Todavia, um fato inusitado ocorreu, antes mesmo que o acórdão (que é a formalização da decisão dos tribunais) do recurso de Jader Barbalho fosse concluído, e ele pudesse recorrer para tentar reformá-lo. O recurso do seu adversário, o ex-deputado Paulo Rocha (PT-PA), barrado no TSE pelo mesmo motivo, e que ficou em terceiro lugar nessa mesma disputa, foi acolhido nesta última semana por decisão monocrática do min. Dias Toffoli. Portanto, corre-se o risco, iminente, do ex-deputado Paulo Rocha (PT-PA) assumir o mandato que deveria estar sendo ocupado pelo ex-senador Jader Barbalho (PMDB-PA), e que está presentemente ocupado pela senadora Marinor Brito (PSOL-PA).
Se no Direito Penal, propriamente dito, a injustiça causada a um não pode ser estendida a nenhum outro, sob pena de uso indevido do princípio isonômico, o mesmo não ocorre no Direito Eleitoral. A lei que for aplicável a um, por mais injusta que possa parecer, deverá ser aplicada a todos para garantir o equilíbrio das forças na disputa. No processo eleitoral, injustiça maior não há que aplicar regras diferentes aos concorrentes. A função jurisdicional mais marcante da Justiça Eleitoral é garantir a igualdade de forças e oportunidades aos concorrentes. É de se perguntar: onde está o princípio da isonomia neste caso?
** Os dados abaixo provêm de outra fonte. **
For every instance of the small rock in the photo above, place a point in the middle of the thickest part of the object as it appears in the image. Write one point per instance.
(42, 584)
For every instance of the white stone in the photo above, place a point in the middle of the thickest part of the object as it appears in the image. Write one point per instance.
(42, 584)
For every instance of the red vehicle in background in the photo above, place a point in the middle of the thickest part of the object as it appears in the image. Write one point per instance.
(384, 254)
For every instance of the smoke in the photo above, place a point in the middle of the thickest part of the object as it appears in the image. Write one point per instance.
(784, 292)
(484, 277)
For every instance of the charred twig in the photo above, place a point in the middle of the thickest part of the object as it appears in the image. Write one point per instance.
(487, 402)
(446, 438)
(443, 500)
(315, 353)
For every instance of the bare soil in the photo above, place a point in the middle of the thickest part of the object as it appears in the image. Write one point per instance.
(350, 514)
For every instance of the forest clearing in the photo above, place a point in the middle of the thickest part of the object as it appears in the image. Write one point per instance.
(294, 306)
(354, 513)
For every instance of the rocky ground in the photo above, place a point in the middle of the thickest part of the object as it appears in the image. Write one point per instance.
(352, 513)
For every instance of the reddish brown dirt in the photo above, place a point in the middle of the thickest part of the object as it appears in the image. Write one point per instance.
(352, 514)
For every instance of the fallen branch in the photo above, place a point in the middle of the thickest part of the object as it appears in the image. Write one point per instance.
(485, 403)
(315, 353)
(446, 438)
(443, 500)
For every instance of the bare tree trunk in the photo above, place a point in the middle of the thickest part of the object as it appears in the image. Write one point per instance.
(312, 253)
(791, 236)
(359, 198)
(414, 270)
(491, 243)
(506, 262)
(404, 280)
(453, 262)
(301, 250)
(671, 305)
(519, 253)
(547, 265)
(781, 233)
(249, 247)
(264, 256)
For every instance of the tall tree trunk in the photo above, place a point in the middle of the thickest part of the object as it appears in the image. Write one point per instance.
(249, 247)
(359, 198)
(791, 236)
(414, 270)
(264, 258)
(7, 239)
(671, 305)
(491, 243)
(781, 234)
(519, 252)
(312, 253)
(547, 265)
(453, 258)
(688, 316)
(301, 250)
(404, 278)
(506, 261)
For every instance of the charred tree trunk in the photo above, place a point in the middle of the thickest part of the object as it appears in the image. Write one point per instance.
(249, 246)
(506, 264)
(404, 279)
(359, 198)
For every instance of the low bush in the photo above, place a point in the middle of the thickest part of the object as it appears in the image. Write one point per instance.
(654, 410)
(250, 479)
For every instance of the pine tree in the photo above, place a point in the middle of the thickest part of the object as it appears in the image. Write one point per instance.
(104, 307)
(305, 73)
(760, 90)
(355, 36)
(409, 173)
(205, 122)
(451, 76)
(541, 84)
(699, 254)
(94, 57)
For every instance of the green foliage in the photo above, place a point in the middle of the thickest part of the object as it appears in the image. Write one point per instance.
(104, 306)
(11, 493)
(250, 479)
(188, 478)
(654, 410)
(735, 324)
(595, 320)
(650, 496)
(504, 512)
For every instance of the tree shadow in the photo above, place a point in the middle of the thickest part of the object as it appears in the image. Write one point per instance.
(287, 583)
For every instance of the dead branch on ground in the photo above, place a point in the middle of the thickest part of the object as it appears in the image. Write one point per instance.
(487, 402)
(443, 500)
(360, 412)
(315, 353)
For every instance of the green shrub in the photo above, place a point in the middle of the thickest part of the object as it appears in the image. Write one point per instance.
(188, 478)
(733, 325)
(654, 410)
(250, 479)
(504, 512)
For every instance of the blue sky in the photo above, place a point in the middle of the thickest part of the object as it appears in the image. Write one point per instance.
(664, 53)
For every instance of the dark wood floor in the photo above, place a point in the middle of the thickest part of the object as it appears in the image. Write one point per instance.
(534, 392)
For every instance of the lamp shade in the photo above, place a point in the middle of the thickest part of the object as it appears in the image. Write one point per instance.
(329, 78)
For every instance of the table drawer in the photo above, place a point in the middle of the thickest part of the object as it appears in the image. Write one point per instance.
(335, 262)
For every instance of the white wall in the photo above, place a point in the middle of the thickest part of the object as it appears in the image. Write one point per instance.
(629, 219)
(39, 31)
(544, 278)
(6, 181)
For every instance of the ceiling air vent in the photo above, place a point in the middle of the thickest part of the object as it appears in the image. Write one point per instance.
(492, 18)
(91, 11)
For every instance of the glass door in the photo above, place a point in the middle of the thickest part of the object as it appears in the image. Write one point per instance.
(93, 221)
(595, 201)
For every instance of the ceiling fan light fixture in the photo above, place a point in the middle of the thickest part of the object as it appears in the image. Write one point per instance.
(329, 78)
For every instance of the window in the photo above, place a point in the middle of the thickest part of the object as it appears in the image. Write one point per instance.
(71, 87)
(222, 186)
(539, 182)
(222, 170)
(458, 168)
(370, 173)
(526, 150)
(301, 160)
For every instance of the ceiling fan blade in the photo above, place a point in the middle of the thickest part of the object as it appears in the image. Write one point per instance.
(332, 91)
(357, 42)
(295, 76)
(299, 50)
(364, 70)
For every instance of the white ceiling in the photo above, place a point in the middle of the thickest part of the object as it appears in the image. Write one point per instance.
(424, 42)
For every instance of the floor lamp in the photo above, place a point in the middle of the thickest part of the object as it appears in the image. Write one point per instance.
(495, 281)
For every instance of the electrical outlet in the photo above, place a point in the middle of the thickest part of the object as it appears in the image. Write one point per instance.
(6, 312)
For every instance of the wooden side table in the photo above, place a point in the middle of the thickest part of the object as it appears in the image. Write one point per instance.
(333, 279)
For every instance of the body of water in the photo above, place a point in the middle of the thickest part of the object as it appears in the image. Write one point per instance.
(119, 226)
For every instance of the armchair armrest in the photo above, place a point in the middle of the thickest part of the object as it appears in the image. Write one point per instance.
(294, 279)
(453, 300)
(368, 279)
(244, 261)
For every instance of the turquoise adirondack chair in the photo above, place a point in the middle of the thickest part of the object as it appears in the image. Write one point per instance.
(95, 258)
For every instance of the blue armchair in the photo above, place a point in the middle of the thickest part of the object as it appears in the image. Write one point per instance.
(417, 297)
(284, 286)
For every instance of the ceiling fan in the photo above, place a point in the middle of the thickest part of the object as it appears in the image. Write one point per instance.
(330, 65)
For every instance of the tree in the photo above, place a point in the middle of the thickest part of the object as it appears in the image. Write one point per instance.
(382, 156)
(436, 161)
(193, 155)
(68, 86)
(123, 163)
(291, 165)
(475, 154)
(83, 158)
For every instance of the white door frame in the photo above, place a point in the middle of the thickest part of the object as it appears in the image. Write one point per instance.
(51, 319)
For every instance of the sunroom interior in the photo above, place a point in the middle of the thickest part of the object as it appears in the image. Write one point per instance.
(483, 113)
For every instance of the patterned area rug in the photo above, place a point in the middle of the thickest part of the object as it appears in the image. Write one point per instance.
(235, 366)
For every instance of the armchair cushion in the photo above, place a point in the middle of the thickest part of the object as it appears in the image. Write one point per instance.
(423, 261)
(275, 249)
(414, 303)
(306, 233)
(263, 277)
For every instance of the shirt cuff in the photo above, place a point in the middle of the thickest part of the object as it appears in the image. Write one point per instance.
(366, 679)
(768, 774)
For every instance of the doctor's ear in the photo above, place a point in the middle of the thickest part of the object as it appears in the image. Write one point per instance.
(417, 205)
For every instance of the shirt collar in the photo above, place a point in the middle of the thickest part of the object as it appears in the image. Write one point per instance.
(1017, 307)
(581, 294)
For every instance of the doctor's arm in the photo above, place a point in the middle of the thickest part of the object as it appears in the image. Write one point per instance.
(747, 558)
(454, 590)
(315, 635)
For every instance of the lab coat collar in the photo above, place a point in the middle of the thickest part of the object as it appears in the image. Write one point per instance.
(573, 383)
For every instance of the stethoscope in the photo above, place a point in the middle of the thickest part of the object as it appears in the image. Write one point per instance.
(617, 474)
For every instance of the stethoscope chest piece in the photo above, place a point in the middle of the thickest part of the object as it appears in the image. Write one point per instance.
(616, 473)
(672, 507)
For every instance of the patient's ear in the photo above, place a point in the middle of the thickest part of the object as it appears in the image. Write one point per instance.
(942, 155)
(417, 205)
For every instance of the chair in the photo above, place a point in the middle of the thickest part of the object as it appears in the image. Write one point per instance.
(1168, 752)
Por que a lei acaba valendo ao Chico, e não alcança o Francisco? Qual o respeito deve essa situação ao princípio democrático?
Essa situação mostra o quanto estrago fez a Lei Ficha Limpa ao processo eleitoral de 2010. E é impossível se contabilizar o estrago eleitoral causado pela lei nestas eleições. Quantos candidatos não teriam visto minguar os seus votos em razão da insegurança jurídica de suas candidaturas, com a séria possibilidade de anulação de seus votos. Essa situação enfraquecia os movimentos políticos de muitas candidaturas, ocasionando perda de apoio político, e até mesmo no financiamento das campanhas.
Estão brincando de fazer democracia no Brasil!